Его оппонент, на этот раз женщина, на телевидении часто приглашают вот так актрис, которых якобы встретили на улице, она говорила красивым журчащим голоском, эффектно приподнимая тонкие выщипанные брови:
– И как я буду жить, когда все мои друзья умрут, а я останусь одна?
Академик вздохнул:
– Еще эффектнее, когда этот вопрос задают подростки. Этот школьник явно спросил бы именно это. Вы, наверное, счастливый человек… У вас все те же друзья детства! Первых своих друзей по детскому саду я не помню, потом были в школе, дальше работал на заводе и учился на вечернем в институте… Какие у меня друзья на работе? Слесари и токари, с которыми проработал пять лет. Мог ли сохранить с ними дружбу и каждые выходные сейчас вот сидеть на детской площадке и пить водку?.. В институте увлекся йогой, помню, это было целью жизни, и дружил только с такими же… Был в моей жизни период телостроительства, я старательно накачивал мышцы, гордился ими и с презрением смотрел на всяких ботаников, кто хил и слаб, у кого спина горбом, а грудь впалая… И дружил только с такими.

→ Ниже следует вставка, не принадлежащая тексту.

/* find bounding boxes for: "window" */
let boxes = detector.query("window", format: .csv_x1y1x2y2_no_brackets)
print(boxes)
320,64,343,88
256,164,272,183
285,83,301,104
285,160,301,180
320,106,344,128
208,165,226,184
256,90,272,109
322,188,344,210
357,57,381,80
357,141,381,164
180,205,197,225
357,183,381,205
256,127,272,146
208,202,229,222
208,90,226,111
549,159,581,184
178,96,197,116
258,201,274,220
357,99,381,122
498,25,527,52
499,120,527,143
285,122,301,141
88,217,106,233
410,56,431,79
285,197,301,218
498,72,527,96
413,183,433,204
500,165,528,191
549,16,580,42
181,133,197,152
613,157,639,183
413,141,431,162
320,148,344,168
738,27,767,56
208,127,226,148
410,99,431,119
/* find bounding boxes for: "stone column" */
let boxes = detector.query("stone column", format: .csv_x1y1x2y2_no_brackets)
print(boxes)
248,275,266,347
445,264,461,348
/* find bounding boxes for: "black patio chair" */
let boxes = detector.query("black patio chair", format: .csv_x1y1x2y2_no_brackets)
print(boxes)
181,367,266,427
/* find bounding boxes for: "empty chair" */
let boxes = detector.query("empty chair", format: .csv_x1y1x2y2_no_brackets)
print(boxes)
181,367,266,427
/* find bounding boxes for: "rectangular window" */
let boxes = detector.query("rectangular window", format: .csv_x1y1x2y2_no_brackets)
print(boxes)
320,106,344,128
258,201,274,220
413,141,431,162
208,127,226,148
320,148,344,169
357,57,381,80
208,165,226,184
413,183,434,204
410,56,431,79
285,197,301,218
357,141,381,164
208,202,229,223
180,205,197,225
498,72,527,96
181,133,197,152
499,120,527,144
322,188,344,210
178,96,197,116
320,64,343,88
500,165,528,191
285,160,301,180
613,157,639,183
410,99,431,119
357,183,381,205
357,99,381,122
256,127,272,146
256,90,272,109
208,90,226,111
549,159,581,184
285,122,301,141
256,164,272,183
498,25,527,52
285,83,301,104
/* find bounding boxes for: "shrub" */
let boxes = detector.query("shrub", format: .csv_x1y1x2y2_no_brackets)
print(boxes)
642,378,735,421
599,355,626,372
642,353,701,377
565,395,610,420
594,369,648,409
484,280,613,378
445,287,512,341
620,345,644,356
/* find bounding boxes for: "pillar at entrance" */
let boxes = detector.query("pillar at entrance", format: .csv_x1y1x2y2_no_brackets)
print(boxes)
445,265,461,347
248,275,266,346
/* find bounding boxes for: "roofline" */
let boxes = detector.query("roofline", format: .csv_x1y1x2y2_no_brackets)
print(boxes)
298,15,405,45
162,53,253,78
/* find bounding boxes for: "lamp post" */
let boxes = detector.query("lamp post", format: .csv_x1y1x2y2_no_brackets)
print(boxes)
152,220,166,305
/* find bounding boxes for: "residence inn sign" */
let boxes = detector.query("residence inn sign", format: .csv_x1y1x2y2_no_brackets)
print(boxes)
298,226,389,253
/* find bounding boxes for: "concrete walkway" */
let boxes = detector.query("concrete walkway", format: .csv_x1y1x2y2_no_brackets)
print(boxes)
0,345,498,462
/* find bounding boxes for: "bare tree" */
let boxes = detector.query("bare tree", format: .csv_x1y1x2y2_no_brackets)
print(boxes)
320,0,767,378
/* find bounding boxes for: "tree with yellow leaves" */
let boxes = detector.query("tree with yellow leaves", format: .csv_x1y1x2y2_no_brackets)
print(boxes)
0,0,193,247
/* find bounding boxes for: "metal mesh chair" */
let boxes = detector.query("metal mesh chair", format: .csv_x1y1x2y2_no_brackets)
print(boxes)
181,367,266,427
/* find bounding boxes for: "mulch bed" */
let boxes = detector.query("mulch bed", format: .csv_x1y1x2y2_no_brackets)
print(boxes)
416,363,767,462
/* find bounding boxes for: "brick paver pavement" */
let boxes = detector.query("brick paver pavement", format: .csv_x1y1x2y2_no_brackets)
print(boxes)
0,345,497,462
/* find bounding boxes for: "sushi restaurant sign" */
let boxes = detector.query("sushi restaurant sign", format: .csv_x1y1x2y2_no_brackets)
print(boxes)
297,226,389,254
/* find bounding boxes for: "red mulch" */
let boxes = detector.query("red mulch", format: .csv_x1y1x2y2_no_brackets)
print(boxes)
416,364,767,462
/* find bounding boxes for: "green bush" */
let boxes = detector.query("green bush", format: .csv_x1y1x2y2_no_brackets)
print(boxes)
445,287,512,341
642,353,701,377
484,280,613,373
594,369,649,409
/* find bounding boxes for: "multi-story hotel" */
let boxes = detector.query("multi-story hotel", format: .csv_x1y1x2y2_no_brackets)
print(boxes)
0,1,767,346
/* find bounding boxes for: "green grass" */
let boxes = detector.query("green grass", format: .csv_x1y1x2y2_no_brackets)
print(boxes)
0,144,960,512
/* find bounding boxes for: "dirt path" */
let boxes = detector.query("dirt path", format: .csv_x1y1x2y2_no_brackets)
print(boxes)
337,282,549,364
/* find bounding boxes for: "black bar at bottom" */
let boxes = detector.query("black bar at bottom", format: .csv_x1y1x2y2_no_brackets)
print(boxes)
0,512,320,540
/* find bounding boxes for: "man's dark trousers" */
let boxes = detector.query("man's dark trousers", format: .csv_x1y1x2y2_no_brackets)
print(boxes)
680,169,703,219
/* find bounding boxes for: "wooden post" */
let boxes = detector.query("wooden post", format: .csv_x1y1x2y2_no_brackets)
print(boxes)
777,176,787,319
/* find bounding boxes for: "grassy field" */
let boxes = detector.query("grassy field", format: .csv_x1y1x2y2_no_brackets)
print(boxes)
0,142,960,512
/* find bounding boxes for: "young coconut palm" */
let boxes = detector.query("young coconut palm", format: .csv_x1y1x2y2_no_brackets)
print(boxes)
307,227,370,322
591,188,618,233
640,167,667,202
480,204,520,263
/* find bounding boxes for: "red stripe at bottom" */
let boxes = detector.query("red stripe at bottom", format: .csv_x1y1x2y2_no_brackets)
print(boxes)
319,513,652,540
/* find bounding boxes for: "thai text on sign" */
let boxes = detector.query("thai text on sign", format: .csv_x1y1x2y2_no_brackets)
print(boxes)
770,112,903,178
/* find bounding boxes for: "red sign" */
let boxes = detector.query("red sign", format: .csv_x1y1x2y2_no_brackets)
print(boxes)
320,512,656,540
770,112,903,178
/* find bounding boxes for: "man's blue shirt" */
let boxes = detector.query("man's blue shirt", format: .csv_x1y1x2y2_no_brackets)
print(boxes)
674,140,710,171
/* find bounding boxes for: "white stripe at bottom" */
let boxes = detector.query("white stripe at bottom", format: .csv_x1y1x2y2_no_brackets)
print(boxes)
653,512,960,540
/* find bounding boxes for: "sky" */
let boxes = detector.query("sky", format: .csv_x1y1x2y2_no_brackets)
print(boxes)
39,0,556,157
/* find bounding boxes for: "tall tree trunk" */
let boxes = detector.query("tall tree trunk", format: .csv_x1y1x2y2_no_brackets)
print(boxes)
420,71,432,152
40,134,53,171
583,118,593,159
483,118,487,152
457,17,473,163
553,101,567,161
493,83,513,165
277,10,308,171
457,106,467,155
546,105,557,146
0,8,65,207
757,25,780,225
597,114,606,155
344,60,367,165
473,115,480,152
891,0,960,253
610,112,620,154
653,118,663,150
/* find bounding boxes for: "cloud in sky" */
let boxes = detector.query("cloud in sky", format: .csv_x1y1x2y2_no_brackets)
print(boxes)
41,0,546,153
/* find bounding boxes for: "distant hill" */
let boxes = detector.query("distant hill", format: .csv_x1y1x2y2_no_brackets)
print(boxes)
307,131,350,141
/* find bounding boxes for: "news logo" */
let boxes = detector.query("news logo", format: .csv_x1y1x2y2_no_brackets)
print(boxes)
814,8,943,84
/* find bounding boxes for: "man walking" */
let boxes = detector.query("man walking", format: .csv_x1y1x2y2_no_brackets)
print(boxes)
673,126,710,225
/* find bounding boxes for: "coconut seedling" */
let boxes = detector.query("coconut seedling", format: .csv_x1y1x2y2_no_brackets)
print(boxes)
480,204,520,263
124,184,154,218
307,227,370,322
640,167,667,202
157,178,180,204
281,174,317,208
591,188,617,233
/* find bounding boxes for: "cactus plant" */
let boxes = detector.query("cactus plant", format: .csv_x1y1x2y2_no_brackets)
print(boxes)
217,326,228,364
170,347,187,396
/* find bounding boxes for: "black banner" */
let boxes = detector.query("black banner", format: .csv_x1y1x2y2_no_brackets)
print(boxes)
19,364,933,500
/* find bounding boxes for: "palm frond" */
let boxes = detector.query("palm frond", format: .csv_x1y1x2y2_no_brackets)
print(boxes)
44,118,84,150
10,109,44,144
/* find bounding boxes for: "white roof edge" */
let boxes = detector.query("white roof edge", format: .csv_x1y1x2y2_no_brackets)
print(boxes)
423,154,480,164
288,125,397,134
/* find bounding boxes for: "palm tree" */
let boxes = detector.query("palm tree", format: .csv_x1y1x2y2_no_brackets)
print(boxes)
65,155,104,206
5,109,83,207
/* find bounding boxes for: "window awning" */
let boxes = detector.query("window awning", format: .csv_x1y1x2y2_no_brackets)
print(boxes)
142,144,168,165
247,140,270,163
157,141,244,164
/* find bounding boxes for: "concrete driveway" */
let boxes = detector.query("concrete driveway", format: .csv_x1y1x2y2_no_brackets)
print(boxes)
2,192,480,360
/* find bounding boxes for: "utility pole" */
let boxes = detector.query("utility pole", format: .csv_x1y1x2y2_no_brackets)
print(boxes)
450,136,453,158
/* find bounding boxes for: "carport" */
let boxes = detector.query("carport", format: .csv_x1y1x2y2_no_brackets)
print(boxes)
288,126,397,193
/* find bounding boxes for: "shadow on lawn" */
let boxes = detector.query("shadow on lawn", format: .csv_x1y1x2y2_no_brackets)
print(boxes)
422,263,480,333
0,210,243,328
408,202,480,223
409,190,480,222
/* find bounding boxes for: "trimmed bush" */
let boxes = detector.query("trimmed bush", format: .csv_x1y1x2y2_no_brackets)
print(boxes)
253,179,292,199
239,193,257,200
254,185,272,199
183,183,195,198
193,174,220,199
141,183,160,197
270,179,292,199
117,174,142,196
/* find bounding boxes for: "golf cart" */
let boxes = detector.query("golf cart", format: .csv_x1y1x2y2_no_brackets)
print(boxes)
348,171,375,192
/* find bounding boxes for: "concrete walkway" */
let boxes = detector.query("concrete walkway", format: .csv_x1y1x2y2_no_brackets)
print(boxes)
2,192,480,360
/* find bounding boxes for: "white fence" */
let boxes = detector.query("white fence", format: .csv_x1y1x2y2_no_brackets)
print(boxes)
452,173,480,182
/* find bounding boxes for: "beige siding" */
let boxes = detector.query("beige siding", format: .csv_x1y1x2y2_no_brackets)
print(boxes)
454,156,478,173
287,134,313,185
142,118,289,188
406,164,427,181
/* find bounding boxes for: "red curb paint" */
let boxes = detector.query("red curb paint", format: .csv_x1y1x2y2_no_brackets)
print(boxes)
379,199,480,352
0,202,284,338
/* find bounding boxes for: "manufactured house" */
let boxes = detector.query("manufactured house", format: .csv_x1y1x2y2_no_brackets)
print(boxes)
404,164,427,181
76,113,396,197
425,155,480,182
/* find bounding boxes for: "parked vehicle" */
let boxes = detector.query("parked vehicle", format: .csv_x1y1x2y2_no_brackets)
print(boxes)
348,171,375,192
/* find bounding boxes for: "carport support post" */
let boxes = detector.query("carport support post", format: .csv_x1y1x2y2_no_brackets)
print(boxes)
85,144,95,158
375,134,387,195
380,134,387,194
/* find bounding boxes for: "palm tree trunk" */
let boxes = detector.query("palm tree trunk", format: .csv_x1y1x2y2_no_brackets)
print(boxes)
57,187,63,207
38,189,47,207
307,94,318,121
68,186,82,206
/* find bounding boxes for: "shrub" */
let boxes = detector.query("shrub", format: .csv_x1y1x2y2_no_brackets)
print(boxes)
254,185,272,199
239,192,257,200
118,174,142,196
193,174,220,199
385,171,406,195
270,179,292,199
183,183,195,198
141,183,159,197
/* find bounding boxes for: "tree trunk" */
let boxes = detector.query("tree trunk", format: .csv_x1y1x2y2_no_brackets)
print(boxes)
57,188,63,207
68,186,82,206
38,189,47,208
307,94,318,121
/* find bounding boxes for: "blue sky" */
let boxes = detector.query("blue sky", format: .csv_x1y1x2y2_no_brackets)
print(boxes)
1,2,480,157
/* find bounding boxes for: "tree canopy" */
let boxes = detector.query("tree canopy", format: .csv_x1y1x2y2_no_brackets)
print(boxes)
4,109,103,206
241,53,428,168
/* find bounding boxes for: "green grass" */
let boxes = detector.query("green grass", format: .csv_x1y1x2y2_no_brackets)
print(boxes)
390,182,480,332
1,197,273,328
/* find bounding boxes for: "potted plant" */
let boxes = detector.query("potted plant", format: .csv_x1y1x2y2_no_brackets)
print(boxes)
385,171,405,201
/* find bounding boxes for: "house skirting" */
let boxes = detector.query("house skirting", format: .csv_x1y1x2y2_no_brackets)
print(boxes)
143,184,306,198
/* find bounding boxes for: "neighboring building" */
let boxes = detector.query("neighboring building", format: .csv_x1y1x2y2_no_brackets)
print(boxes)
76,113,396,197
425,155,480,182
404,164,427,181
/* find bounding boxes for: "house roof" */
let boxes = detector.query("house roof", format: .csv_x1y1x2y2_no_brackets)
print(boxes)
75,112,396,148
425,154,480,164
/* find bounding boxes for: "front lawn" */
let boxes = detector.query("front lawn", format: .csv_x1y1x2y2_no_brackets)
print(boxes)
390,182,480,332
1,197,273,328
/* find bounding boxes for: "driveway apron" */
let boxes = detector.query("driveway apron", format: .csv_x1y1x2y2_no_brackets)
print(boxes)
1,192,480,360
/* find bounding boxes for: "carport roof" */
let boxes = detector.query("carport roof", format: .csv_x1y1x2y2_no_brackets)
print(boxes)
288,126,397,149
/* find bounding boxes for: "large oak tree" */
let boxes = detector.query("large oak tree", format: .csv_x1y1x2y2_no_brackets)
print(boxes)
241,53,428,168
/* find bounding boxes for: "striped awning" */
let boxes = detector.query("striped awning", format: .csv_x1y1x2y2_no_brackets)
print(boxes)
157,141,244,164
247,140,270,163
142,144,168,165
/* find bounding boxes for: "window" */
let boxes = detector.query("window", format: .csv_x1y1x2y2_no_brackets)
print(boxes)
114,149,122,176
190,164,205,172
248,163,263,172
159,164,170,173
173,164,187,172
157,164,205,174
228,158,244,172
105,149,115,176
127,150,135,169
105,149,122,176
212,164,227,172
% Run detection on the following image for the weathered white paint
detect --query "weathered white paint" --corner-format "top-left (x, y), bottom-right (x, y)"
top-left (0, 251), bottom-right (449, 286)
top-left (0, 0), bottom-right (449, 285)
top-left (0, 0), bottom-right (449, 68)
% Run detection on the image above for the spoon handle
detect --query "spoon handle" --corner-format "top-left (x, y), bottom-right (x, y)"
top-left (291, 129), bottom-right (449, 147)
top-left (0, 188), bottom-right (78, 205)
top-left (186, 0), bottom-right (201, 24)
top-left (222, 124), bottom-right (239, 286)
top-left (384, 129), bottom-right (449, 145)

И что, я должен и сейчас дружить только с этими… ну, не скажу, недостаточно развитыми людьми, но…
Ведущий, красавец с громким голосом, но с впалой грудью, поддержал радостно:
– Мы вас понимаем, понимаем!
– Потом, – продолжал академик, – был период, когда я был украинским диссидентом и боролся за свободу Украины от России. До сих пор вспомнить стыдно. Как вы понимаете, не осталось у меня друзей – а они были! – и в их среде. И что, я несчастен? Я всякий раз приобретаю друзей на новом, более высоком уровне! У меня много друзей! На этот раз умных, ярких, интересных, а не тех друзей детства, многие из которых все еще пьют в подворотнях… если кому из них печень еще позволила дожить до этих дней.